Updated JPEG magic number #4707

Cykooz · 2020-06-18T13:45:12Z

Current version of function JpegImagePlugin._accept() uses a very primitive "magic number" to check that file may be a JPEG-file:

def _accept(prefix):
    return prefix[0:1] == b"\377"

In some cases this leads to reading an entire file to decide it's not a JPEG-file. (Actually, it's a more complicated problem. Maybe I'll do another pull-request.)

Other libraries for decode JPEG-files uses more complex value of "magic number" - b'\xFF\xD8\xFF'. This value is also given on Wikipedia (https://en.wikipedia.org/wiki/JPEG).

… function by more correct version.

radarhere · 2020-06-19T23:53:04Z

Tests/test_file_jpeg.py

@@ -706,6 +706,26 @@ def test_icc_after_SOF(self):
        with Image.open("Tests/images/icc-after-SOF.jpg") as im:
            assert im.info["icc_profile"] == b"profile"

+    def test_reading_not_whole_file_for_define_it_type(self):


'for define it type'... sorry, this confuses me. What is this name intended to communicate?

Hmm... English is not my native language. May be more correct to name this test as "test_not_read_entire_file_to_determine_its_type".

radarhere · 2020-06-20T00:02:16Z

I've created Cykooz#1 with some suggestions.

radarhere · 2020-06-20T00:02:46Z

Could you give a brief description of the 'more complicated problem' you allude to?

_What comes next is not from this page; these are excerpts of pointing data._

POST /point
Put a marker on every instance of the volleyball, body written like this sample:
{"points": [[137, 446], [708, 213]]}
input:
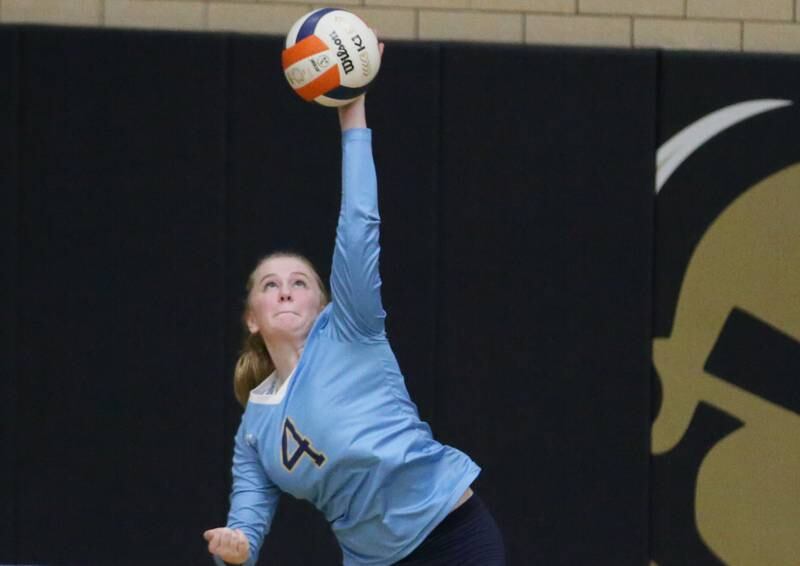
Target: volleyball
{"points": [[331, 57]]}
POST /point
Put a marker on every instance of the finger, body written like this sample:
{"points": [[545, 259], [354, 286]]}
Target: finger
{"points": [[213, 544]]}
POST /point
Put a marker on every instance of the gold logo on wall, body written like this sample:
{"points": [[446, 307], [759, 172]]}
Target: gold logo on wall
{"points": [[735, 347]]}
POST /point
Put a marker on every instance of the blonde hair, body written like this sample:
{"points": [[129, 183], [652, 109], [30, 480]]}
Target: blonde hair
{"points": [[255, 364]]}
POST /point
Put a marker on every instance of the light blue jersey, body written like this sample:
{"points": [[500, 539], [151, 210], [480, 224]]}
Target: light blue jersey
{"points": [[342, 432]]}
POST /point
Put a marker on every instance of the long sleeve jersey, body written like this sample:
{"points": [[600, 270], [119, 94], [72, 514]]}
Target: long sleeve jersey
{"points": [[342, 432]]}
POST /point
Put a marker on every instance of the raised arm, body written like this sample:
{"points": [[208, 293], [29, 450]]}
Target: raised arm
{"points": [[254, 499], [355, 279]]}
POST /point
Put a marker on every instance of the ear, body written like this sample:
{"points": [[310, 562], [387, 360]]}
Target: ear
{"points": [[250, 321]]}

Cykooz · 2020-06-20T10:01:05Z

My initial problem is that Pillow, in some cases, reads an entire file just to determine its type.
I found that this problem comes from JpegImagePlugin. Look at this "infinite" loop

Pillow/src/PIL/JpegImagePlugin.py

Lines 357 to 386 in db7186b

    
           while True: 
        
               i = i8(s) 
        
               if i == 0xFF: 
        
                   s = s + self.fp.read(1) 
        
                   i = i16(s) 
        
               else: 
        
                   # Skip non-0xFF junk 
        
                   s = self.fp.read(1) 
        
                   continue 
        
               if i in MARKER: 
        
                   name, description, handler = MARKER[i] 
        
                   if handler is not None: 
        
                       handler(self, i) 
        
                   if i == 0xFFDA:  # start of scan 
        
                       rawmode = self.mode 
        
                       if self.mode == "CMYK": 
        
                           rawmode = "CMYK;I"  # assume adobe conventions 
        
                       self.tile = [("jpeg", (0, 0) + self.size, 0, (rawmode, ""))] 
        
                       # self.__offset = self.fp.tell() 
        
                       break 
        
                   s = self.fp.read(1) 
        
               elif i == 0 or i == 0xFFFF: 
        
                   # padded marker or junk; move on 
        
                   s = b"\xff" 
        
               elif i == 0xFF00:  # Skip extraneous data (escaped 0xFF) 
        
                   s = self.fp.read(1) 
        
               else: 
        
                   raise SyntaxError("no marker found")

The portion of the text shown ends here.